Abro o Youtube e escrevo “Wicked Game Chris Isaak”. Entre as opções, clico em “HD Wicked Game - Chris Isaak [Official Video]”, dou play. Nos quatro minutos seguintes viajo aos confins do universo – passagem de ida, apenas, amigo. O retorno a este mundo não é garantido. 


Na canção, um homem diz que não quer se apaixonar...ou diz que quer? É possível definir isso ao ouvi-lo cantar o refrão? Que diferença faria se ele dissesse que quer... ou se dissesse que não quer? Afinal, o que diz esse homem? Sutilezas diabólicas a serem exploradas pelo pensamento humano. Procuro a letra no Google, uma versão online diz que ele quer se apaixonar, outra versão diz que ele não quer. Entre o bem-me-quer-mal-me-quer, fico com a segunda referência, do Lyrics007, me pareceu mais confiável; também me lembro de ouvir um amigo comentar com outro colega, numa festa há alguns anos atrás, que se surpreendeu ao procurar a letra da música e ter visto que ele dizia que não quer se apaixonar; como se dissesse ao outro, surpreso:  veja, cara, não é uma letra de amor! (Ou será?);  O cara está dizendo que não quer se apaixonar, ele tá se defendendo disso! 

Como, Chris Isaak, você conseguiu este feito? Como pôde construir um enigma tão perene que hoje, passadas mais de duas décadas, continua a interrogar aqueles que, inadvertidamente, o escutam, como um canto de sereias a seduzir e assombrar marinheiros desavisados?


Bem, então esse tal homem não quer(ia) se apaixonar? 
Penso comigo: “Imagina se quisesse; a bagaceira que seria essa música”. Reflito sobre como, no pico da paixão, os homens, indefesos, sem ter onde se esconder, sem saber sequer o que fazer consigo, apelam veementemente à negação, ou recorrem à dúvida.

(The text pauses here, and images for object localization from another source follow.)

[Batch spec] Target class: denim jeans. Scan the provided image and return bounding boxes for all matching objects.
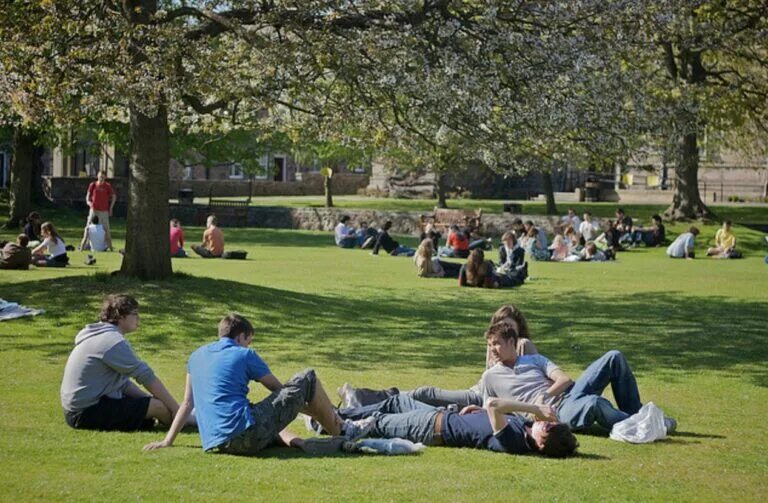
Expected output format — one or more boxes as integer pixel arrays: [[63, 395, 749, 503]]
[[337, 237, 357, 248], [557, 350, 642, 431], [392, 245, 415, 257], [407, 386, 482, 408], [339, 395, 439, 444]]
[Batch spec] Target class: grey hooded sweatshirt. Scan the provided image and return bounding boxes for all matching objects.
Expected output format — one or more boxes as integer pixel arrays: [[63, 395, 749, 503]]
[[60, 322, 156, 413]]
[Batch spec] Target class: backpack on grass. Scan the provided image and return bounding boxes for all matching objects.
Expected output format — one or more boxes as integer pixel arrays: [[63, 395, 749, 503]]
[[222, 250, 248, 260]]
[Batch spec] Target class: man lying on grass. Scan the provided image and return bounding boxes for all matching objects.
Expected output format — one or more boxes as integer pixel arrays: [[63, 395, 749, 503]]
[[60, 294, 191, 431], [322, 394, 577, 458], [480, 322, 677, 434], [143, 314, 371, 455]]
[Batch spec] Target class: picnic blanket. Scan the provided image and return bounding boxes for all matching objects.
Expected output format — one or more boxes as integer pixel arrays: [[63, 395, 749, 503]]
[[0, 299, 45, 321]]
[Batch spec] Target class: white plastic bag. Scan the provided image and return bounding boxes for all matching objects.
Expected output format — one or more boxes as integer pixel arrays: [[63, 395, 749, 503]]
[[356, 438, 426, 455], [609, 402, 667, 444]]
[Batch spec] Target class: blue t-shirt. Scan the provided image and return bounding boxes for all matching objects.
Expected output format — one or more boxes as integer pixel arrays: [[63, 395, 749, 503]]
[[442, 411, 533, 454], [187, 338, 271, 451]]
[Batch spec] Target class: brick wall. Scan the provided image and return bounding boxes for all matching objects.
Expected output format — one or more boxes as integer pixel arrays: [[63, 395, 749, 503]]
[[169, 173, 369, 198]]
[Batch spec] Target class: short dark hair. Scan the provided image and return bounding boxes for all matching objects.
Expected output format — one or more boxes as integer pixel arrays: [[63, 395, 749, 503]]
[[690, 226, 700, 235], [383, 220, 393, 231], [485, 321, 519, 344], [100, 294, 139, 324], [27, 211, 40, 222], [207, 215, 218, 226], [616, 208, 625, 214], [539, 423, 579, 458], [218, 313, 254, 339], [723, 219, 732, 226], [90, 215, 100, 225], [17, 234, 29, 247], [340, 215, 350, 223], [524, 220, 534, 227], [652, 214, 662, 223]]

Quanto mais apaixonados, mais se perguntam, como Bob Marley, “Is this love, is this love that I am feeling?”. E tanto mais amam quanto mais se questionam, se será amor ou não, se estão apaixonados ou não, defendendo-se disso como se encurralados por um demônio que lhes enfiou um revólver na boca, com o dedo no gatilho prestes a ser disparado. 




Todavia, láctea, sou tragado de volta a realidade por um corte abrupto. Ao final de Wicked Game, o modo de execução de vídeos do Youtube lança automaticamente a canção seguinte (estratégia um tanto duvidosa para manter seus clientes online, no fluxo da audiência). E eis a lástima, estamos falando aqui de frações de segundos – as coisas mais importantes acontecem em frações de segundo. A próxima canção entra, furtivamente, e começa a rodar: James Blunt, “Beautiful”. Qual não é o meu baque... o abismo, o chão duro, áspero. Será possível, Youtube? Despenco em queda livre do alto da minha fantasia e sequer me ofereceram um paraquedas. Estremeço só de imaginar que esse Outro artificial põe em nível de equivalência, – na sequência de “Wicked Game” –, “Beautiful”, de James Blunt. Como se fossem objetos de igual valor, intercambiáveis, objetos que fazem parte da mesma série. Como se depois de ouvir Wicked Game alguém tivesse necessidade de perguntar as horas, ou onde está, quem se é. Como se depois de se questionar sobre o canto das sereias – única questão realmente séria nesta vida –, fossemos transportados ao interior de um ônibus em que algum vendedor ambulante lhe pergunta se você gostaria de adquirir suas deliciosas pastilhas pagando apenas R$ 1,00.


Respiro...
Penso em escrever uma carta ao Youtube, publicar uma pequena nota de repúdio. Ao final, desisto. Não saberia a quem endereçá-la. Penso, por fim, que ninguém se importa seriamente com a melhoria do critério que define qual próxima canção deveria ser executada na sequência de uma música que você escolheu anteriormente. É uma estrutura cega. Resigno-me a pensar que não há tanto saber no Outro quanto o suponho nesse mundo randomizado. O aleatório é apenas o aleatório, não é Deus tirando onda da sua cara. Decido não ficar chateado com o Youtube e aperto o botão de retorno, para os mistérios de Wicked Game.